Ontem em Lisboa, rezou-se a missa do funeral do projecto europeu original e bom, que se começou sabiamente a construir na década de cinquenta e deitou-se o caixão à terra, com pazadas de canetas de prata.
O Tratado que alguns chamam de simplificador, mas que na verdade é mais um tratado complicador, não passa de uma versão travestida da Constituição europeia, derrotada em referendo na Holanda e na França, com outro papel de embrulho e um laçarote de cor diferente. É Giscard d’Estaing e muitos outros políticos intelectualmente honestos que o reconhecem.
Com ele, não é a Europa dos cidadãos, mas sim a Europa federal que avança.
Os 27 estão literalmente transidos de medo político em referendar este Tratado, porque sabem muito bem que ele não passa no voto dos cidadãos dos Estados. E não passa porque esta Europa que alguns iluminados em estado de transe político estão a construir não tem nada a ver com a vontade dos povos. Por isso estão a fazer batota e a preparar o terreno para trair as mais solenes promessas eleitorais de referendar o Tratado.

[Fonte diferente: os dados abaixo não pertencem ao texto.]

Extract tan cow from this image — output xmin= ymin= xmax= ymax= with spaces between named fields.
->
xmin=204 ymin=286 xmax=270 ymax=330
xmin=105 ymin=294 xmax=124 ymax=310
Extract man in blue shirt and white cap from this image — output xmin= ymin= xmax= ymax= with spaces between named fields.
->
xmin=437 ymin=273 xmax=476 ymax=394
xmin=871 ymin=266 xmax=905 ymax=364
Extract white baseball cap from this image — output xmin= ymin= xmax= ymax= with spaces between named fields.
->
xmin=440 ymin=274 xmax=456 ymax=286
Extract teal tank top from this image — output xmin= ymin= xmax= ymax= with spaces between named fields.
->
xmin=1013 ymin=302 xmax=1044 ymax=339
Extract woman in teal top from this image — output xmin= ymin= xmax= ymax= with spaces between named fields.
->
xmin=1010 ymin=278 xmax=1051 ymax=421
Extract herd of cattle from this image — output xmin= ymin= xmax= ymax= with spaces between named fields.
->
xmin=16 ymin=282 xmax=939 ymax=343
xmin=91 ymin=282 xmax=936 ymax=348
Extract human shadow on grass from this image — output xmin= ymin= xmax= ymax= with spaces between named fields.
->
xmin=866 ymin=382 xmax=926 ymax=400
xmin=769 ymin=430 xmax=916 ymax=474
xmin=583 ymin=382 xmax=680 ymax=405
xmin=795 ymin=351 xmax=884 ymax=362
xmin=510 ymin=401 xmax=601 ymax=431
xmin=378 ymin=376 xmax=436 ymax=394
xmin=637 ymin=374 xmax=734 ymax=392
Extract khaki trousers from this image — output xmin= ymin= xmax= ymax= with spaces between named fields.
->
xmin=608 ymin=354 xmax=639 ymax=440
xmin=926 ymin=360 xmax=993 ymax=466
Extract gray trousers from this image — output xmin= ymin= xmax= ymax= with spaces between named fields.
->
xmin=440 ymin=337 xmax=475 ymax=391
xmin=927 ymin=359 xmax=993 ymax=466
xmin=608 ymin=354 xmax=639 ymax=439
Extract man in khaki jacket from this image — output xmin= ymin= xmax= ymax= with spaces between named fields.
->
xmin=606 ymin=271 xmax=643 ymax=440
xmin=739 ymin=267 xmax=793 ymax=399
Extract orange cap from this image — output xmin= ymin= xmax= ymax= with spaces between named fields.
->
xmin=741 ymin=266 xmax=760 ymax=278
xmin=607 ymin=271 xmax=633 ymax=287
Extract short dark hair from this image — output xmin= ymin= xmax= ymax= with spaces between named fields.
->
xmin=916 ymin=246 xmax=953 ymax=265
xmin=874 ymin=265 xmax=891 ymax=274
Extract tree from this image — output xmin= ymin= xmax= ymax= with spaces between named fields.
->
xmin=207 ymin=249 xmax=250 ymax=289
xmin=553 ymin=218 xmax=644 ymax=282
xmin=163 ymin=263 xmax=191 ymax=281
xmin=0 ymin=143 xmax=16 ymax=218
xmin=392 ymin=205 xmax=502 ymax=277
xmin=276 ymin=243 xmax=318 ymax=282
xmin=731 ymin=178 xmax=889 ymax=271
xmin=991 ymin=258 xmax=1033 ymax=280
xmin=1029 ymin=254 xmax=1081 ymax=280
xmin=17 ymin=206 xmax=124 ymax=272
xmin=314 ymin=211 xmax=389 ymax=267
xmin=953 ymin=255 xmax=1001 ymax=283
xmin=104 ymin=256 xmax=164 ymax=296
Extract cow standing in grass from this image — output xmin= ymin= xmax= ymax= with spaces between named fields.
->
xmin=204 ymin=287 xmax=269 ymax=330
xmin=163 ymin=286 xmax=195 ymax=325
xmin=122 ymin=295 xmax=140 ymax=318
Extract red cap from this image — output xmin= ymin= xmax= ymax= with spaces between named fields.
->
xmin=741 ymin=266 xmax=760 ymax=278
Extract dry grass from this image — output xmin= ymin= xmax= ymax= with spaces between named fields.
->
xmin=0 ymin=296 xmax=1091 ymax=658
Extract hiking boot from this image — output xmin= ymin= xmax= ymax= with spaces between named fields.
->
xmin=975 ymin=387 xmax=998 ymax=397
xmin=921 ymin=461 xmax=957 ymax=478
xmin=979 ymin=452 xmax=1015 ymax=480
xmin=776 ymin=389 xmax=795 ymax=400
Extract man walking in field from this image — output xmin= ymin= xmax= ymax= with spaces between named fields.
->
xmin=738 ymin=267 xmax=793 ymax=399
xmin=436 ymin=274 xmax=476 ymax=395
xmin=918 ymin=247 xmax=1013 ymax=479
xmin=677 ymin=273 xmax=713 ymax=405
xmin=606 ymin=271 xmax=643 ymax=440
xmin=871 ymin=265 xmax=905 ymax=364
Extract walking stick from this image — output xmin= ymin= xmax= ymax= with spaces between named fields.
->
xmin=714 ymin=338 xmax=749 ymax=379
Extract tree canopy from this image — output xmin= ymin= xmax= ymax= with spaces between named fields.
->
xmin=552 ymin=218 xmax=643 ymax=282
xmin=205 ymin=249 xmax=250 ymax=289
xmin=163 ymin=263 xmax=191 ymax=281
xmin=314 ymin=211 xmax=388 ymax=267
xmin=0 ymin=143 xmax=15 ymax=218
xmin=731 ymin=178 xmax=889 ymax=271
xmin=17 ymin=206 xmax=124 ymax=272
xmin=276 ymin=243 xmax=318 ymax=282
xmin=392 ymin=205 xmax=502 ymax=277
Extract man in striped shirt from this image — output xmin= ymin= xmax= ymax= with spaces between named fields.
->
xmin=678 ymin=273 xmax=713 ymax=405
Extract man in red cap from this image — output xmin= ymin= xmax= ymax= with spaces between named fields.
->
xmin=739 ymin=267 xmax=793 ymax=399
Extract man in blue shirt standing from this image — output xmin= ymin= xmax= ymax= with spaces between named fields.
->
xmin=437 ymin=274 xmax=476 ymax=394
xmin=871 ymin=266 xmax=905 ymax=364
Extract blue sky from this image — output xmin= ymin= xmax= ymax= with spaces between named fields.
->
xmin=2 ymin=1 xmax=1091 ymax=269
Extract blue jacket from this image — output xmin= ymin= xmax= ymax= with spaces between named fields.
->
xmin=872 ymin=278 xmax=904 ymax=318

No Parlamento Europeu, esta semana, Sócrates foi vaiado. Mas a vaia não era só para ele. Era para todos os políticos oportunistas que estão à frente dos 27 Estados da União. Para esquecer este momento negro da Presidência, Sócrates mandou servir um Porto de 1957 na assinatura do Tratado, em Lisboa. Não beberam certamente à saúde da Europa.